2019.11.23

連帯保証人死亡後の債務や相続放棄・解除などの対処法を徹底解説

連帯保証人死亡後の債務
アース法律事務所

連帯保証人とは

借金をした本人の保証をするという以外に、連帯保証人について正しく理解している人は実は多くはありません。まずは、連帯保証人とはどういうものかと保証人との違いについて正しく理解する必要があります。

保証人と連帯保証人は借金をした本人の証明をするとともに、その本人が借金を返済できなくなった際に返済を肩代わりする義務を負います。しかし、連帯保証人と保証人では以下のように責任の重さが全く異なります。

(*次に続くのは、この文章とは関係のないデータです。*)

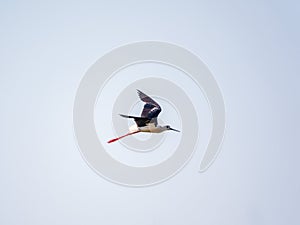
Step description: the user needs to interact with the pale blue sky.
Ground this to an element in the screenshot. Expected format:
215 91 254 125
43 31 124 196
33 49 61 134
0 1 300 225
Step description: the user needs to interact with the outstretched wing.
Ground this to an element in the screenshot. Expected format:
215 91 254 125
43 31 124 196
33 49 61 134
137 90 161 119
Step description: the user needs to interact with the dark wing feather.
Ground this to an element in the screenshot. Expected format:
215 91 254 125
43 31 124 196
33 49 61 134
137 90 161 119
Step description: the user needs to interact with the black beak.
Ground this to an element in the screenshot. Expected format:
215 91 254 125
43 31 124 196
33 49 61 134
170 128 180 132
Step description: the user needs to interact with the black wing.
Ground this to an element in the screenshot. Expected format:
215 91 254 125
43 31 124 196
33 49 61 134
137 90 161 119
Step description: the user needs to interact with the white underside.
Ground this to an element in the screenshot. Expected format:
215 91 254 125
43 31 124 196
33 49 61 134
129 123 163 133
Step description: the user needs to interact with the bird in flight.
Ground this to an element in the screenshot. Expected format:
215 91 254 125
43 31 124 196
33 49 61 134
107 90 180 143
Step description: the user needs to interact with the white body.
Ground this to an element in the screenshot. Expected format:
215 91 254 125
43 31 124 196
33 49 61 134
129 123 166 133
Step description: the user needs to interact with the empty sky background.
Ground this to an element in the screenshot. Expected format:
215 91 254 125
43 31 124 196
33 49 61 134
0 0 300 225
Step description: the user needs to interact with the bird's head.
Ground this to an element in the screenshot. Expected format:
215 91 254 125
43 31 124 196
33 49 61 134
163 125 180 132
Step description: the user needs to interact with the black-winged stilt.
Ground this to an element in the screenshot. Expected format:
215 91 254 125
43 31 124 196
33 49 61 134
107 90 180 143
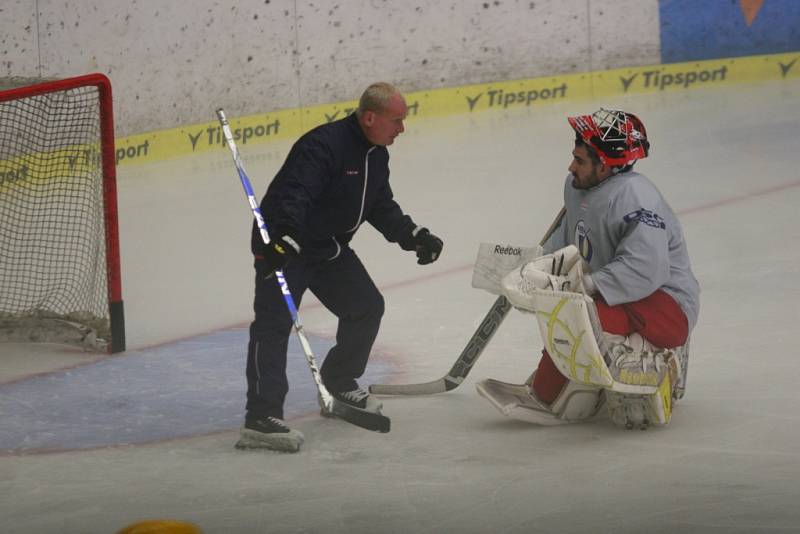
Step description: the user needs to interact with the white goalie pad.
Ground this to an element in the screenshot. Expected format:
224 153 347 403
472 243 542 295
475 376 605 426
509 288 688 428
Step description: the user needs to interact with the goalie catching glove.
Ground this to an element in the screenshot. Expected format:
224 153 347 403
502 245 595 311
398 226 444 265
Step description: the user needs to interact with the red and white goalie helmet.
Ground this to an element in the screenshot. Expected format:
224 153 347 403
567 108 650 167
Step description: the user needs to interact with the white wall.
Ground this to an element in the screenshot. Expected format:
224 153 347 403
0 0 660 136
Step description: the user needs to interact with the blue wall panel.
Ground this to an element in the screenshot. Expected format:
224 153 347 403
659 0 800 63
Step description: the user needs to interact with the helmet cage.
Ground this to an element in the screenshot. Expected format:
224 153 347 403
567 108 650 167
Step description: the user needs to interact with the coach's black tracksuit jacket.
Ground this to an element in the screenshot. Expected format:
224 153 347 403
252 114 416 261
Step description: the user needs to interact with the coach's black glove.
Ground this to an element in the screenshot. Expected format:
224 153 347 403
399 226 444 265
264 235 300 278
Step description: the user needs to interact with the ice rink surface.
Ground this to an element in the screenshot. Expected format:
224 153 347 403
0 81 800 534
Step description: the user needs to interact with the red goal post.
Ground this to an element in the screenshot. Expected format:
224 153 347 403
0 74 125 352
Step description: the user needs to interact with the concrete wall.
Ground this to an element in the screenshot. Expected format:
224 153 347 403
0 0 660 136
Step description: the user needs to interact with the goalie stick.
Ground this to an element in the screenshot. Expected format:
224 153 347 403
217 109 391 432
369 208 566 395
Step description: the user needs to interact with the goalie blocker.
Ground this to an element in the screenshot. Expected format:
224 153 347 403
476 245 688 428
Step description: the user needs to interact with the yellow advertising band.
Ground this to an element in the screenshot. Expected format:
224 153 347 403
106 52 800 165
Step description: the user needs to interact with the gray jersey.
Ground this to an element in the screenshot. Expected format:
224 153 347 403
544 172 700 330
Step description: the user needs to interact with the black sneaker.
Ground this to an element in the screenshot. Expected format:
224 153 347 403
236 416 304 452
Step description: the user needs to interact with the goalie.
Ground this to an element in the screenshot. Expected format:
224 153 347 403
477 109 700 428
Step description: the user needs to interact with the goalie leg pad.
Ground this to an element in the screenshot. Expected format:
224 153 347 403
475 376 605 426
500 288 688 428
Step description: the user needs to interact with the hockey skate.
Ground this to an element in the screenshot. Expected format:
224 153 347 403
235 416 304 452
320 387 383 417
606 334 688 430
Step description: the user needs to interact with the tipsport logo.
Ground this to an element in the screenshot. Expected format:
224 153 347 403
186 119 281 152
464 82 568 111
325 101 419 122
619 65 728 93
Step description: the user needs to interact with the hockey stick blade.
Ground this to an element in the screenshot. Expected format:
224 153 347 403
332 399 392 434
369 296 511 395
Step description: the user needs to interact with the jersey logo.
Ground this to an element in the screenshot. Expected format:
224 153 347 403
574 219 594 262
622 208 667 230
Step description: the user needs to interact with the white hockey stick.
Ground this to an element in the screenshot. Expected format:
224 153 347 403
217 109 390 432
369 208 566 395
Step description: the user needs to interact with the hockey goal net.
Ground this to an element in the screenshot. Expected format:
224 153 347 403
0 74 125 352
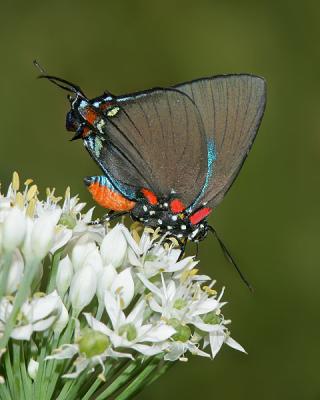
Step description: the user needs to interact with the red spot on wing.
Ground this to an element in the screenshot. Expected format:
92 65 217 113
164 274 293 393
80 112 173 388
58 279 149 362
99 101 112 111
88 182 136 211
189 207 212 225
141 188 158 206
85 107 98 125
81 126 90 138
170 199 186 214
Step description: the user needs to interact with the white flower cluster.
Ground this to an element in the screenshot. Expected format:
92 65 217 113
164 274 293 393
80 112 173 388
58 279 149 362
0 173 244 379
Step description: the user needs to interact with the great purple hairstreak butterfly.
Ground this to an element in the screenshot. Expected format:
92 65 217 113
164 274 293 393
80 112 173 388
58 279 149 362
36 64 266 288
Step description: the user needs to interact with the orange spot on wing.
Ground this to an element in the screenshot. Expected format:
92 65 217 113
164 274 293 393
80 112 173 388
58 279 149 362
88 182 136 211
141 188 158 206
189 207 212 225
170 199 186 214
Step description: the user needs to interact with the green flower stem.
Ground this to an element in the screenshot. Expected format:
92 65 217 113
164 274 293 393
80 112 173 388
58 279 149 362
12 342 25 400
33 333 53 399
0 260 40 349
2 349 18 399
81 359 131 399
146 360 175 386
20 346 32 399
43 318 75 400
96 359 149 400
0 252 12 299
116 357 164 400
0 385 11 400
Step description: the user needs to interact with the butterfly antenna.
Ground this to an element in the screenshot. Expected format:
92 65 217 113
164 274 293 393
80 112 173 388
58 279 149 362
208 225 253 292
33 60 88 100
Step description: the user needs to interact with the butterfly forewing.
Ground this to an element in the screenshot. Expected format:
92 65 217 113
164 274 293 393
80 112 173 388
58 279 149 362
176 75 266 207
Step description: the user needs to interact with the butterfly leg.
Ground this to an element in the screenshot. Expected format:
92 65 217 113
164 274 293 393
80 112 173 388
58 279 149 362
208 225 253 292
178 239 188 261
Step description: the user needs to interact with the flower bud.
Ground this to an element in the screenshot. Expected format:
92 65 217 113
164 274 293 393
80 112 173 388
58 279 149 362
31 209 61 259
97 264 117 301
100 225 128 268
52 301 69 335
6 249 24 295
119 323 137 342
173 298 187 310
78 328 110 358
111 268 134 309
202 311 221 325
2 207 26 251
59 213 77 229
28 358 39 380
168 318 191 342
56 256 73 297
69 266 97 312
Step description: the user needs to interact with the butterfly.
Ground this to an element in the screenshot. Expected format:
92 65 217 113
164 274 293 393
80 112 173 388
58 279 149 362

  • 貸金業者の返済請求に対し、保証人は主債務者への請求を主張できるが、連帯保証人は主張ができない
  • 返済能力と資産があるにも関わらず主債務者が返済を拒否した場合、連帯保証人は主債務者に返済能力や資産があってもこれを拒否できずに借金の返済義務が発生
  • 保証人は何人か存在していれば頭数で割った金額のみの返済で済むが、連帯保証人は何人か存在していたとしても全員に全額返済義務がある

このように、保証人と連帯保証人では責任の重さが全く異なるため、連帯保証人になってから返済の義務が生じた時に、返済の目処が立たず、生活苦を強いられたりするケースが跡を絶ちません。そういった自体を防ぐためにも、連帯保証人の死亡後の債務や相続放棄のメリット・デメリットなどを正しく理解しておきましょう。

連帯保証人死亡後の債務はどうなる?

親や配偶者の死亡後、連帯保証人になっていたことが判明した場合、その債務はどうなるのでしょうか。結論から言うと、子供などの相続人は連帯保証人の債務もそのまま受け継ぐことになります。

連帯保証人として債務を相続する場合には、法定相続分で相続し、借金も均等に分割されて支払の義務が発生します。法定相続分とは、被相続人(遺産を残し死亡した人)の財産を相続する際、相続人(配偶者や親、兄弟など)の取り分として法律上定められた割合を言います。

被相続人の配偶者は常に一番近い相続人になるため、2分の1の返済義務、被相続人の子供や孫は4分の1の返済義務となるなど、割合は被相続人から数えて順位が決められています。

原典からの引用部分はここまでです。